Slaughter the Button!

Does it Smell which wine you are drinking?

Does it Smell which wine you are drinking?

Let’s be honest: buttons suck. Dropdowns suck, sliders suck, everything that makes you think sucks.

Example: 1:45 AM. You want to get money our of an ATM, you are not very sober and next to a bar and ran out of money. You enter your card, type in your PIN code, now the fun starts. Questions start popping up.

“Money Operations” “Transfer money” “Print out statements” “Change PIN” “Order Tickets”. It is 1:45! What do you think I am here for, to wash my laundry! NO, get me the money and stop bothering me. Who wants to print out statements in the middle of the night?

So all information is there, we know the time, we know what the most common interaction is (get money out) so why do we need that many buttons?

Slaughter the Button – Use Environmental Input

Computers are so good in calculating, remembering, connecting, so why can´t we (interaction designers and usability people) not use that information to stop bothering the user?

If we know where you are, why show you restaurants on the other side of the world? If I know that you are 90 years old, why try to sell me diapers? If you know that I am using IE7 on Windows Vista, why show me solutions for XP?

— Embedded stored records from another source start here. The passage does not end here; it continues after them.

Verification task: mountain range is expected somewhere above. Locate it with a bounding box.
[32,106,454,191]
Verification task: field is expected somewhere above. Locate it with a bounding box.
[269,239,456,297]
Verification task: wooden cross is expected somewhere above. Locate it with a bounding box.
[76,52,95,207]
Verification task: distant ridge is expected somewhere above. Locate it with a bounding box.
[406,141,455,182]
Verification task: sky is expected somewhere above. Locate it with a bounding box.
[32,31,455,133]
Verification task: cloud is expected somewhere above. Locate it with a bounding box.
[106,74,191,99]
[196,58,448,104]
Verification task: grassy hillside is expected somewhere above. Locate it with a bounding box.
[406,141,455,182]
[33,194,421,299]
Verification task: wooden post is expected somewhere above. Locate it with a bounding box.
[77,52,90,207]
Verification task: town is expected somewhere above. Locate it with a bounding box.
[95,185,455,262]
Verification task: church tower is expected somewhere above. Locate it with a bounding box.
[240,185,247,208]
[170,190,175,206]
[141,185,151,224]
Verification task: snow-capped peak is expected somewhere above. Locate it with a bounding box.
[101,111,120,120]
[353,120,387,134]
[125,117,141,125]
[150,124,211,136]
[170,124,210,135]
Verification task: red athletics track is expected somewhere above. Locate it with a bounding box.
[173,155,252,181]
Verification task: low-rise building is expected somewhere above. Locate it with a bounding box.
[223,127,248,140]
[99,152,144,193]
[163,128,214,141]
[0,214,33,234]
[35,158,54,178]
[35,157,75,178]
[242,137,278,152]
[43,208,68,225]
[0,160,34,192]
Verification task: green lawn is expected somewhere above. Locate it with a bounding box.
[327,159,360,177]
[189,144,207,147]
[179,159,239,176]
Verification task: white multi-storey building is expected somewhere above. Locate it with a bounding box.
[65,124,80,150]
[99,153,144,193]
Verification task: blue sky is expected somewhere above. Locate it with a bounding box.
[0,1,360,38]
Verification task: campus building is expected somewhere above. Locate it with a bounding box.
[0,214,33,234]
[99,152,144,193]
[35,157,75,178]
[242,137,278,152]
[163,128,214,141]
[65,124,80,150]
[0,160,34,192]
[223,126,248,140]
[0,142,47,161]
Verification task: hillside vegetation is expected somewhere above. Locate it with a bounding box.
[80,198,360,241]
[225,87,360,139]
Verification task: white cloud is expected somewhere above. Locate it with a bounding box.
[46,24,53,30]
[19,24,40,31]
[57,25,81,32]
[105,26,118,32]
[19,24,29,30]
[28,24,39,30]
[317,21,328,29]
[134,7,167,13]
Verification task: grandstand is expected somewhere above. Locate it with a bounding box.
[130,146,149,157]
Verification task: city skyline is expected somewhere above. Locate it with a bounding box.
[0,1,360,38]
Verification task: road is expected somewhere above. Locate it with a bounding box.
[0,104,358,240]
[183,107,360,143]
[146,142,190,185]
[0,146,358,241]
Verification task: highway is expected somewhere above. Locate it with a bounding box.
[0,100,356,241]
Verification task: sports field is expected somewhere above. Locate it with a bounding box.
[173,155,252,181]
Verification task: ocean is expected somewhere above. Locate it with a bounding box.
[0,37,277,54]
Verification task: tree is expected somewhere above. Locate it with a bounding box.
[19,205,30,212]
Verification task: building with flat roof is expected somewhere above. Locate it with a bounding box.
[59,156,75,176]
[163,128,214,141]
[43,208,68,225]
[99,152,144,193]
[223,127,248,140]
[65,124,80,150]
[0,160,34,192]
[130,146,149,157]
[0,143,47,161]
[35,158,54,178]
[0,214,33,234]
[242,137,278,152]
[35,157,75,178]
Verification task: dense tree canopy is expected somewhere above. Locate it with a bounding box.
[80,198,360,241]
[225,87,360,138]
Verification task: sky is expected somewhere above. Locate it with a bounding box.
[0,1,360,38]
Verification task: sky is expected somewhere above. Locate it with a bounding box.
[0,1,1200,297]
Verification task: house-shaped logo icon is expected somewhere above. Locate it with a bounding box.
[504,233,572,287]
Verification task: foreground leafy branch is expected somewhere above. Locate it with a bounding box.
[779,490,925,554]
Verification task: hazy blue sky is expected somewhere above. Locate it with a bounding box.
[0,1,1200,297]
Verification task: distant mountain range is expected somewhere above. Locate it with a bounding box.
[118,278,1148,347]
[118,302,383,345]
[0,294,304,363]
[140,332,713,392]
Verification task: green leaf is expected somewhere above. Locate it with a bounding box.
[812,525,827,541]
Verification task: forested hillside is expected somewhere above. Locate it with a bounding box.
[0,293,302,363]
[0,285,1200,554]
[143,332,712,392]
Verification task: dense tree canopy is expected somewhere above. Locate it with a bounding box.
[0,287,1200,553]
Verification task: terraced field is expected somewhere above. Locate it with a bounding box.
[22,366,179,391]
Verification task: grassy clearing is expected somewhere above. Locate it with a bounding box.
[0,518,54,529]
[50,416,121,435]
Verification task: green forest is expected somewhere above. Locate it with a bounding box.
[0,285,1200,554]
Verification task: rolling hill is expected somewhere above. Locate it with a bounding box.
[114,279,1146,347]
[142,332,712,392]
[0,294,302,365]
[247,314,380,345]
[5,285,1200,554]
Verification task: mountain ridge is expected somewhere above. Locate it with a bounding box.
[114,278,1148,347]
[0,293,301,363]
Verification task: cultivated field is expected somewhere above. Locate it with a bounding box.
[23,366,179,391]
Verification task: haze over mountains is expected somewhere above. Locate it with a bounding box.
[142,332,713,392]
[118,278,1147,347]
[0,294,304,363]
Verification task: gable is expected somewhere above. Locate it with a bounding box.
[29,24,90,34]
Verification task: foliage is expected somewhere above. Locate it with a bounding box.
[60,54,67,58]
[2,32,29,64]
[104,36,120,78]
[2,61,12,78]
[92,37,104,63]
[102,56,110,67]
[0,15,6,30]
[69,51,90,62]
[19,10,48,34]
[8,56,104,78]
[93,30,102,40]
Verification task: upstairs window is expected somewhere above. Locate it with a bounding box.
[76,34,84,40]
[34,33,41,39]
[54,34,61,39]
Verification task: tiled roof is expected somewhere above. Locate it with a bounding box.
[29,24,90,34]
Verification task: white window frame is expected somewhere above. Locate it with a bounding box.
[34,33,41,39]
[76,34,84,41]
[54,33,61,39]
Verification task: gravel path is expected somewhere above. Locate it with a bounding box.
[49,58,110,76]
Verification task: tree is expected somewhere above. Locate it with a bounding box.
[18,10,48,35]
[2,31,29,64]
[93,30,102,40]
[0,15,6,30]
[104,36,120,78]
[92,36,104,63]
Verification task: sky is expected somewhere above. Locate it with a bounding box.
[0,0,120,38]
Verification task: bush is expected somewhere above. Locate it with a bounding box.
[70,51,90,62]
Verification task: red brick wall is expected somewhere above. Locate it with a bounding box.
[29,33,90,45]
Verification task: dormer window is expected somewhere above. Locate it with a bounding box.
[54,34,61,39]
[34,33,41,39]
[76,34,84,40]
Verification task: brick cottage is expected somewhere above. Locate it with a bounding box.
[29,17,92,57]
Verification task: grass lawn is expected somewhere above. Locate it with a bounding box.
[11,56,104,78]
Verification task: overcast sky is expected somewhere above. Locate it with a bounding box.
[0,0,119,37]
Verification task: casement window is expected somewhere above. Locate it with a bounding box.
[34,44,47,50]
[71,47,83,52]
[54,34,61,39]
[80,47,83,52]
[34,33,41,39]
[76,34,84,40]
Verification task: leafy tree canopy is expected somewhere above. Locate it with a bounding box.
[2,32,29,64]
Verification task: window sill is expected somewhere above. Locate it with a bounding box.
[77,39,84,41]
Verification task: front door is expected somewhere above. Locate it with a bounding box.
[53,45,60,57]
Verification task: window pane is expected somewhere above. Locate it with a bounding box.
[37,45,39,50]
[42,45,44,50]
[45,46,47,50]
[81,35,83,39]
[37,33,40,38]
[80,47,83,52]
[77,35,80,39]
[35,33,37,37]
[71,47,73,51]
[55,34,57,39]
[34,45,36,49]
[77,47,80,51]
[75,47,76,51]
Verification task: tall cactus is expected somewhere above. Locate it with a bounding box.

Sensors, Bluetooth, GPS, etc…

As we know even know where you are, we know what is around you (Bluetooth), what time it is, what temperature it is and sometimes we can now even now more things like your weight, your sex, name, interests etc. Why ask when you already know?  

No excuse except that it can get pricey.

Ask yourself:

  • What do I already know that I don´t have to ask the user?
  • What information can I obtain using sensors or connecting to a site so I don´t have to ask a user for input and so I can make a decision for him or her.

One Response to “Slaughter the Button!”

  1. it is true that we often neglect or question the information we can get from the environment, system data etc. but we shouldn’t leave just one button on the screen. good defaults is also great, but user should be confident you have the right information about him.